Литмир - Электронная Библиотека

Эмили выуживает меня на свет божий.

— Мама, я позвонила к вам в офис, и мне сказали, что тебя нет, — говорит она, позвонив на следующее утро. — Что случилось?

— Эмили, я должна кое-что сказать тебе.

Снова та же фраза. Интересно, достаточно ли она длинная, чтобы успеть понять: сейчас последуют плохие вести.

Судя по всему, моя дочь уже достаточно взрослая, потому что быстро отвечает:

— Не нужно ничего говорить. Я все знаю. Папа тебя бросил. Мне звонил Адам. Папа рассказал ему и велел молчать. Но Адам сказал мне.

Хм. Значит, Эмили знает ситуацию не только в общих чертах. Думаю, она получила исчерпывающий отчет! Но… девочка, кажется, не расстроена? Я ожидала, что Эмили по крайней мере прольет пару слез, узнав, что наш семейный очаг разрушен.

Прежде чем я успеваю спросить, что она думает по этому поводу, Эмили говорит:

— Я просто не могу понять, почему ты лежишь дома и хандришь. Да, папа ушел. Но твоя-то жизнь не закончилась!

— Эмили, ты с ума сошла? Это же твой отец! О чем ты говоришь?

— Я говорю то же самое, что сказала ты, когда меня бросил Пак. Жизнь продолжается. В море еще полно рыбы.

Да, но теперь наживка из меня никудышная. И дело не только в этом. Как можно сравнивать Билла с Паком — этим татуированным идиотом с серьгами в ушах? Он бросил Эмили за неделю до выпускного вечера, и я запретила ему подходить к моей драгоценной дочери ближе чем на пятьдесят шагов.

— Я знаю, о чем ты думаешь, — продолжает Эмили. Кажется, она знает все — в отличие от большинства подростков, которые только думают, что знают все. — С Паком я встречалась три недели, а вы поженились, чтобы быть вместе до конца жизни. Не повезло, согласна. Но ты всегда была для меня образцом, мама. Ты держала в руках все. Ты сумеешь прожить даже без Билла.

— Билла? — недоумевающе спрашиваю я, удивляясь, с каких это пор «папочка» стал для нее «Биллом».

— Я думаю, будет лучше, если мы станем думать о нем как о постороннем человеке, — рассудительно изрекает Эмили. — Возможно, нам даже стоит называть его Уильям.
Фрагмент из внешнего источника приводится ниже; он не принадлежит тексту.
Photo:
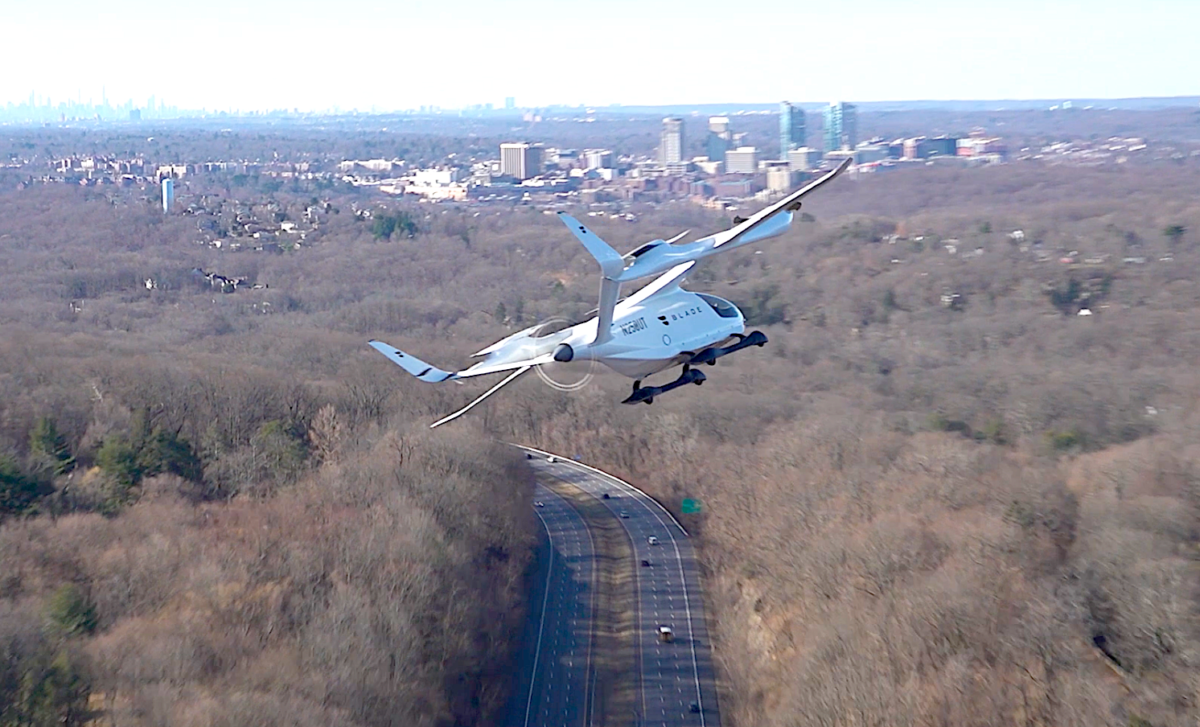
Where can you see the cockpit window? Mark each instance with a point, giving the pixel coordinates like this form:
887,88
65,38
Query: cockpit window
724,308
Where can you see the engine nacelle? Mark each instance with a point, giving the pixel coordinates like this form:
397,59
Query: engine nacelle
564,353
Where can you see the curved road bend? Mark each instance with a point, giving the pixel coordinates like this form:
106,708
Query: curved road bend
555,684
669,593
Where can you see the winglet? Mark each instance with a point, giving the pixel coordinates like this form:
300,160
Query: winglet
611,262
412,364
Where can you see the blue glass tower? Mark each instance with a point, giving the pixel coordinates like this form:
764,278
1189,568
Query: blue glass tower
792,133
841,126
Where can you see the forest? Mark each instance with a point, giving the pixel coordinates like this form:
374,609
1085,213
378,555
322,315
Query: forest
939,496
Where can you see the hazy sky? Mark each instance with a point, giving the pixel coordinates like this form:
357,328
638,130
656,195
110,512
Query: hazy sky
394,54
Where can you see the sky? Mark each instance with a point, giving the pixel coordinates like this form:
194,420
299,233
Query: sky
401,54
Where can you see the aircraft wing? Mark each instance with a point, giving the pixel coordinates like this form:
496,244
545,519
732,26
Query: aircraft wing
792,202
430,373
669,280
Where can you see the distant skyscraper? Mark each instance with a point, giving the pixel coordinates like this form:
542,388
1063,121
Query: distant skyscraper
671,151
168,194
792,133
718,142
841,126
743,160
520,160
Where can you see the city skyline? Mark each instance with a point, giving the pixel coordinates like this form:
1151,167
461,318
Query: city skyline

Это отстраняет.

У меня возникает ощущение, что Эмили успела записаться в общество феминисток. Но, вынуждена признать, она говорит здравые вещи. Уильям. Я пробую имя на вкус. Уильям и Эшли. Эшли. Эмили права: пора остановиться.

Я восхищаюсь ее проницательностью и умом. Но вдруг слышу сдавленные рыдания.

— Подожди секундочку, мама, — просит Эмили, и голос у нее обрывается.

— Эм, с тобой все в порядке? — спрашиваю я.

В ответ раздается громкое шмыганье, и я понимаю, что она плачет. Вот оно! Эмили и в самом деле понимает всю серьезность ситуации, и, пусть даже моя дочь пытается казаться твердой, она поражена в самое сердце. Мне невыносимо хочется обнять ее и успокоить. Мне и самой стало бы от этого легче.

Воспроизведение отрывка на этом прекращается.